Terrore che ha, a sua volta ,seminato in gran copia, terrore che ancora, da vicino, vediamo rinascere in forme sempre uguali.
Insomma, in quel periodo la poesia di Mandel’ Ŝtan “assomiglia ad un atto suicida” così vien detto da Pasternak , ma è ben evidente che per Mandel’ Ŝtan il suicidio sarebbe stato anche TACERSI tanto profonda e vitale, essenziale quanto necessaria era per lui l’alterità , fonte di ispirazione.
Allora caro amico nelle visioni estreme che la poesia di Mandel’ Ŝtan ci mostra e nel suo stesso trascinarsi nell’inedia, quasi assiderato , declamando Dante e Petrarca, come hanno raccontato testimoni della sua fine, sento una delle chiavi di lettura sul tema de l’altro e di cosa può essere o no anche il suicidio o, come dici tu ,“Il suicida interrogante”.
Mandel’ Ŝtan considera l’opera di Dante uno strumento per leggere il futuro, ecco che mi pare anche questa una sorta di illuminazione e un modo di questo grande poeta di immaginare il proprio futuro ,al di là della realtà che lo circonda , il suo futuro che possiamo anche essere noi che lo leggiamo .
Le domande che ci poniamo e il dialogo che intrecciamo con gli ALTRI potrebbe essere quasi concretamente esteso a tutta l’umanità che riesce o è riuscita a esperirlo?
A questo punto anche l’enigmatico verso “ l’inacessibile, com’è vicino!… acquista nuova luce e mi pare rimandarci alle dimensioni della COMPRENSIBILITA’ quale dispositivo antropologico generativo e centrale per ogni cura , come chiaramente ci appare nella lezione e rilettura jaspersiana del grande psicopatologo che è stato Arnaldo Ballerini.

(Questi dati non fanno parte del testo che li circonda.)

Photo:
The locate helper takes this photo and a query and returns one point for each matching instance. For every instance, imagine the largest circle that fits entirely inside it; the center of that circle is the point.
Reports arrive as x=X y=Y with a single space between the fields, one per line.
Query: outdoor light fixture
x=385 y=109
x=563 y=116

Riferimenti per la lettura:
Gaetano Fornaro “Il suicida come interrogante”POL.IT Psychiatry on line
Osip Mandel’Štan “Quaderni di Mosca” Giulio Einaudi Editore
Arnaldo Ballerini”Esperienze psicotiche: percorsi psicopatologici e di cura”Giovanni Fioriti Editore
“Ho provato, ho fallito. Non discutere. Fallisci ancora. Fallisci meglio”, così Beckett in Molloy (1951). La notissima citazione di Beckett mi viene in mente leggendo le tue riflessioni, cara Caterina. La passione che ho per i testi e la vita di Mandel’stam, così come per quella di Brodskji, (meno per il velo di opportunismo con cui ho sempre percepito Pasternak, anche nel suo pensiero riguardante Mandel’stam, che non ha aiutato quando avrebbe potuto), mi fanno pensare che dobbiamo andare fino in fondo. Un modo, seguendo la tua riflessione, è relativizzare alcuni estremi: libertà è ricerca e relazione, non conquista definitiva. Il 1789 ci ha consegnato un salto di civiltà ma non abbiamo portato avanti una ricerca come avremmo dovuto. Quella ricerca si può muovere efficacemente verso una direzione, non avendo una meta che pretenda di realizzarla una volta per tutte, la libertà. Il suicidio esige il silenzio, per quello che posso dire. C’è una via, allora? Anche la generatività della solitudine, o l’alveo generativo dei pochi che si parlano e cercano di comprendersi, possono essere una via sulla quale incamminarsi. Sto trascorrendo un certo tempo di questi giorni nello studio (lettura e rilettura) di un testo che non riesco ad allontanare da me, Prendere vita nella stanza d’analisi, di Thomas H. Ogden, pubblicato da Raffaello Cortina Editore. A pagina 70 Ogden scrive: “Il divario tra la soggettività del paziente e la mia non è un impedimento da superare; è uno spazio in cui la dialettica tra separazione e intimità può dare origine all’espressione creativa”. Per far emergere i nessi dobbiamo parlarci, continuare a parlarci e nel dialogo cercare. Il futuro è già qui, in mezzo a noi, e attende conversazioni e ricerche in grado di accoglierlo.
Cara Caterina,
mi permetto di ringraziarti per l’attenzione che hai voluto indirizzare al mio scritto e di farlo del pari qui, in modo pubblico, superando in questo caso la ritrosia che peraltro opportunamente deve limitare e temperare la spinta egologica.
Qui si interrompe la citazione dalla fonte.